Il m'aura fallu embarquer à bord d'un documentaire réalisé par la réalisatrice géorgienne Salomé Jashi pour apprendre qu'une chose que je pensais impossible est en réalité tout à fait envisageable, si tant est qu'on en ait les moyens : déplacer des arbres centenaires d'un bout à l'autre d'un pays pour les faire atterrir dans son jardin, transplanter des tonnes et des tonnes de bois, de terre et de pierre, et au final s'approprier peut-être l'une des plus belles manifestations de la permanence végétale. On reste bouche bée devant l'ampleur de la tâche, qu'on ne comprend d'ailleurs pas tout de suite au début de Taming the Garden (qui entretient un certain mystère dans la première partie) avec cette image d'une île apparente, au milieu de la mer Noire, et cet arbre gigantesque trônant en son centre. Peu à peu l'entreprise se dessine et on réalise qu'il s'agit d'un caprice de milliardaire (on apprendra en dehors du film qu'il s'agit d'un ancien Premier Ministre de Géorgie) dans toute sa splendeur.
Précisons d'emblée que le docu arbore une lenteur et un sens de la contemplation qui peut rebuter car les 45 premières minutes avancent dans un univers particulièrement décontextualisé, concentrées sur des tâches techniques avec une loupe microscopique (on creuse des trous pour des énormes tuyaux métalliques, on élague des arbres, on travaille dans une carrière) sans comprendre ce qui relie tous ces événements, avant de prendre du recul et observer à une échelle plus macroscopique ce qui se joue. C'est sans doute l'effet recherché : lorsque les enjeux se précisent, lorsque le recul est effectué, toute la sève surréaliste de l'opération explose à l'écran.
Il s'agit donc d'un homme qui, parce qu'il en a les moyens, s'est construit un parc d'arbres centenaires (avec arrosage automatique, paillage circulaire, et pelouse verte tondue au millimètre par une armée de serviteurs bien évidemment, mais c'est de l'ordre du détail dans le tableau). Pour ce faire, rien de plus simple : creuser à la pelleteuse autour de l'arbre majestueux à un rayon d'environ 10 mètres ; fixer un emballage hermétique autour de cette gigantesque motte de terre ; déposer sur deux camions côte-à-côte la chose après l'avoir déracinée par perforation ; traverser le bout de pays qui le sépare de la mer après avoir préalablement rasé tout ce qui encombrait sur le passage (autres arbres, constructions, lignes électriques) sans oublier de dédommager les locaux, sans oublier de se faire magnanime (par exemple en construisant une route goudronnée) ; charger le colis de 10 tonnes et 30 mètres de haut sur un remorqueur après avoir aménagé la plage en conséquence ; après traversée maritime et transplantation devant chez soi, le tour est joué.

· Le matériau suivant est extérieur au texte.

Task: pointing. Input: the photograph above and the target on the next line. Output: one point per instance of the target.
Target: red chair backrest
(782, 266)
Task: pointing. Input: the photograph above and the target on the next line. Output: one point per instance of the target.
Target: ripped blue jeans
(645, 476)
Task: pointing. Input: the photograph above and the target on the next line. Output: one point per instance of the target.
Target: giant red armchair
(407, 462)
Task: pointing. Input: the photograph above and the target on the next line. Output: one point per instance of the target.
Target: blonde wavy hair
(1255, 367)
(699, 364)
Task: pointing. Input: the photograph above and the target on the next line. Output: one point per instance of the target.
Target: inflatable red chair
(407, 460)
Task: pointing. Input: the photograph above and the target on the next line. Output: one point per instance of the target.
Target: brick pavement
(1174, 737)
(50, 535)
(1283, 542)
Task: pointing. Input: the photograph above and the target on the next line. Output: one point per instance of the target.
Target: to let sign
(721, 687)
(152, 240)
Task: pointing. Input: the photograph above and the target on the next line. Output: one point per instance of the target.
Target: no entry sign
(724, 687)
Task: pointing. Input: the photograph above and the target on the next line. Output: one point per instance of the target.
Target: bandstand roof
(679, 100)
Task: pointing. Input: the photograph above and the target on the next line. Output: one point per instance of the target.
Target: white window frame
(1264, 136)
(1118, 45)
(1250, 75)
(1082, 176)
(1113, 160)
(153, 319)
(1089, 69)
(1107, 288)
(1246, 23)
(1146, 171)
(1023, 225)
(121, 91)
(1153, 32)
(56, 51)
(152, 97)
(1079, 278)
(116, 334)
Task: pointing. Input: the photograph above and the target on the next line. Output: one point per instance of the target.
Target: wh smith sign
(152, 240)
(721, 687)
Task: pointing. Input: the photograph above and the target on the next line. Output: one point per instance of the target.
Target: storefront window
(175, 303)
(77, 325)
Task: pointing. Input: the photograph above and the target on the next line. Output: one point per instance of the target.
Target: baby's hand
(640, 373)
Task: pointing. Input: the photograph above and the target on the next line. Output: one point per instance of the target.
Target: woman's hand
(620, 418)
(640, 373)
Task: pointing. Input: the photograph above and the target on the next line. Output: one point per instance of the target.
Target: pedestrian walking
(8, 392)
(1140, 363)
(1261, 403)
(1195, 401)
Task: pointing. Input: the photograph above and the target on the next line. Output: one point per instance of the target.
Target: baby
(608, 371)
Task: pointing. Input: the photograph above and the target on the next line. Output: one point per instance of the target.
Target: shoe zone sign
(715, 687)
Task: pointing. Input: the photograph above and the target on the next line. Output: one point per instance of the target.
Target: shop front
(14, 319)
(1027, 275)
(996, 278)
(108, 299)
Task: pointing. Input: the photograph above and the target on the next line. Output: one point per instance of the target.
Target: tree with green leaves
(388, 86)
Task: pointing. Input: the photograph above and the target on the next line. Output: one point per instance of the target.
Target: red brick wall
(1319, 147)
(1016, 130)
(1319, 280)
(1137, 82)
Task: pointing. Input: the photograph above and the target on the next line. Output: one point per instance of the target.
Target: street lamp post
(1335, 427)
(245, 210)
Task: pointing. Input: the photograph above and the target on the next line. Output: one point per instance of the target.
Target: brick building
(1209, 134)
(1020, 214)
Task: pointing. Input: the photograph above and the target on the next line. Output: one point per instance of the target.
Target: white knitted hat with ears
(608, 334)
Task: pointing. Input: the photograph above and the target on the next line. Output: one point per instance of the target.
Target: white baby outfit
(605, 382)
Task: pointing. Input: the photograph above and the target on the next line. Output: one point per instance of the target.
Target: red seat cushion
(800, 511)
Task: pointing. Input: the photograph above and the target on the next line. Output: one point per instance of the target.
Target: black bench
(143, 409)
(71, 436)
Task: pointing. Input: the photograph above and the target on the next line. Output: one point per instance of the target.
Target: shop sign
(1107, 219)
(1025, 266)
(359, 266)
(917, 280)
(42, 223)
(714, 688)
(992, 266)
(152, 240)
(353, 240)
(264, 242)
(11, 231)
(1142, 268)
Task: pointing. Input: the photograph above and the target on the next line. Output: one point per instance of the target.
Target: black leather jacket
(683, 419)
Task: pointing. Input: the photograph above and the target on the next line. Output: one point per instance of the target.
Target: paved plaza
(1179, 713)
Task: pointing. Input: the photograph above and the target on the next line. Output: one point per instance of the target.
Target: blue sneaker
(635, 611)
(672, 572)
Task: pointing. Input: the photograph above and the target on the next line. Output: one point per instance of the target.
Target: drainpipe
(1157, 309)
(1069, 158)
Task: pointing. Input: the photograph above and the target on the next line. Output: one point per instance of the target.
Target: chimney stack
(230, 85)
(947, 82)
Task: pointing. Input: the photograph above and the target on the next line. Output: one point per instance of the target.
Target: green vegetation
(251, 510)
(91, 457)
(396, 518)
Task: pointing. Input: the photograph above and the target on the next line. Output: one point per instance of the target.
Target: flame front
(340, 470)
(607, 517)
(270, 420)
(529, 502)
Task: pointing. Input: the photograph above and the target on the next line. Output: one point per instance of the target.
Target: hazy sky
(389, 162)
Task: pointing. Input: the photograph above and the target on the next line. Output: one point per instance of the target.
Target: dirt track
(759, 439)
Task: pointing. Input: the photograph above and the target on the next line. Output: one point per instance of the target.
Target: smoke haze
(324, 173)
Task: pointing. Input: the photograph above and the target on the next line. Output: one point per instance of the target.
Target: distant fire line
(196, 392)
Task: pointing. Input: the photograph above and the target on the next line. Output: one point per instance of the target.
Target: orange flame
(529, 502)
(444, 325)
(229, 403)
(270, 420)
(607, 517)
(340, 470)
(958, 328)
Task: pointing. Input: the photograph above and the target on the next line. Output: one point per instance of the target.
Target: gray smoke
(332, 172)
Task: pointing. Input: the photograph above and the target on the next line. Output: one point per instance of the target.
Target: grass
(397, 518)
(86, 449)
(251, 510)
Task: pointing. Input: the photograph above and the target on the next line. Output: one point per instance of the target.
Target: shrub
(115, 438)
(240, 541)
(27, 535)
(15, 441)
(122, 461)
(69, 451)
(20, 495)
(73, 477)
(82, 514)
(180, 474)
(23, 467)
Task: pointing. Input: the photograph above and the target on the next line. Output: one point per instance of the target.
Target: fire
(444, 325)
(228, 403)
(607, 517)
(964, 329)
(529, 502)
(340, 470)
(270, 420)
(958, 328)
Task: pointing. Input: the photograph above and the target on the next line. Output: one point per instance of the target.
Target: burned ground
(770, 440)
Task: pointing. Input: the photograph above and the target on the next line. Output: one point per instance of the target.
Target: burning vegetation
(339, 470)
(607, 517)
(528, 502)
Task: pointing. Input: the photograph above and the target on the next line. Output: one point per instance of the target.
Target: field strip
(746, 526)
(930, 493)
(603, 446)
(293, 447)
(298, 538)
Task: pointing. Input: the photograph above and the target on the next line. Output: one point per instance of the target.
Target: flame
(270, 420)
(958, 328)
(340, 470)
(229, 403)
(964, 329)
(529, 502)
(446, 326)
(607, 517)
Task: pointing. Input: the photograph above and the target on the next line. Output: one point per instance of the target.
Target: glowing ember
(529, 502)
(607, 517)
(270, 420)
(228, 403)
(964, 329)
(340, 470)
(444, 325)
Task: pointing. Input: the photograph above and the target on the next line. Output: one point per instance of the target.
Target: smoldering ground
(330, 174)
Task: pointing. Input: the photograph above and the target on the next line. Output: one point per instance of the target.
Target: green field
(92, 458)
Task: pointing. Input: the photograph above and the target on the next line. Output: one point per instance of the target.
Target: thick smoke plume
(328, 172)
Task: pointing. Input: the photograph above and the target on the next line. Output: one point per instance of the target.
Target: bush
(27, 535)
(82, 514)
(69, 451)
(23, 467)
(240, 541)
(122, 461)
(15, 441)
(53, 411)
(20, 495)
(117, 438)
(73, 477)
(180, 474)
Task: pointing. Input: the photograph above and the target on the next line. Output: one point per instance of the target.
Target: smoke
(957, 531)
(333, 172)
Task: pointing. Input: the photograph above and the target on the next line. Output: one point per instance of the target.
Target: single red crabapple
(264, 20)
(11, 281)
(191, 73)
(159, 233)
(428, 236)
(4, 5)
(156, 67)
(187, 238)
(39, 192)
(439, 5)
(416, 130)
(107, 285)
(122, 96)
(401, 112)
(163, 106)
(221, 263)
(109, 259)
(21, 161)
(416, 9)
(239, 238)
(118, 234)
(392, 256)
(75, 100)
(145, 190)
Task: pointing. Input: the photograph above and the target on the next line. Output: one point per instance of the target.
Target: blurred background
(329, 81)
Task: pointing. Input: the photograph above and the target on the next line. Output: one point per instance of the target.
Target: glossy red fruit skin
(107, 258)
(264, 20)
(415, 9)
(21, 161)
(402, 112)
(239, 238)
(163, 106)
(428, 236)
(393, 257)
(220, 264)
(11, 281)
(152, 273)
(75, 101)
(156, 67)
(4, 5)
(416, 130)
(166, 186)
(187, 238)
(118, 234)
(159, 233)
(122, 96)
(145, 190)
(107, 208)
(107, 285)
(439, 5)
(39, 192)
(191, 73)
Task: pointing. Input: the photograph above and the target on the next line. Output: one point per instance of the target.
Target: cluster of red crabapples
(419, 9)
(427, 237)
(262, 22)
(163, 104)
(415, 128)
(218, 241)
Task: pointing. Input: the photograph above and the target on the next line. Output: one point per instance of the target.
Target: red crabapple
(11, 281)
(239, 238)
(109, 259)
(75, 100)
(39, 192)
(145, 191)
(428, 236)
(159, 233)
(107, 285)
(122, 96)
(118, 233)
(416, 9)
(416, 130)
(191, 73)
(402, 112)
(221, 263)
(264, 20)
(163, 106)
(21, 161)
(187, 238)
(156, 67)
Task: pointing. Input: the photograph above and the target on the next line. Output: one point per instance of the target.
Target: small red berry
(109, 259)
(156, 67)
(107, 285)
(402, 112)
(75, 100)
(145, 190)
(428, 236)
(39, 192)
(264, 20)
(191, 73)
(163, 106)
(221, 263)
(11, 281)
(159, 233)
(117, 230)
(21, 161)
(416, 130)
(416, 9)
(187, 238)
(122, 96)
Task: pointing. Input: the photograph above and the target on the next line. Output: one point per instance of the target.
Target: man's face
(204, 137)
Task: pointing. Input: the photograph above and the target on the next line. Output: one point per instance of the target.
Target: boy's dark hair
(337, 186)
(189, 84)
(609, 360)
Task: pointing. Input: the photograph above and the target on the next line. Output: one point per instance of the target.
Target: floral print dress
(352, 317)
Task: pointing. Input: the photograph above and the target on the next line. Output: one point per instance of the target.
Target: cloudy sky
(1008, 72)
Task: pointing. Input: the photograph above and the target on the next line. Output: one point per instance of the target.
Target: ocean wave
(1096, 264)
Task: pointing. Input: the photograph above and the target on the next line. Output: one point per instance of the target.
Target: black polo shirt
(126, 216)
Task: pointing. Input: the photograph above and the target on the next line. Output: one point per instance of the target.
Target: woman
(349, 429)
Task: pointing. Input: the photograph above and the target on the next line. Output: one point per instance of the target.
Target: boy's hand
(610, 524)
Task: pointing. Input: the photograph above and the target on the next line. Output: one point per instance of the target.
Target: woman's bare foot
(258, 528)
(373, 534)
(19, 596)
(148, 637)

Personnellement j'aurais bien aimé avoir davantage de détails sur la façon dont se sont déroulées les négociations (ou les non-négociations) pour obtenir l'acceptation des populations locales, sur la nature des concessions politique à l'œuvre. Mais il suffit de vraiment peu d'images pour ressentir l'étendue de la catastrophe et comprendre les ramifications sans fin de l'asservissement de la nature — et en l'occurrence des pauvres hères qui se trouvent sur le chemin, totalement floués et dépassés. La métamorphose des paysages pour les convois exceptionnels est aussi hypnotisante que les moyens employés pour transporter une matière aussi insolite en taille et en nature. La métaphore de la dévastation qui en émerge est vraiment poignante.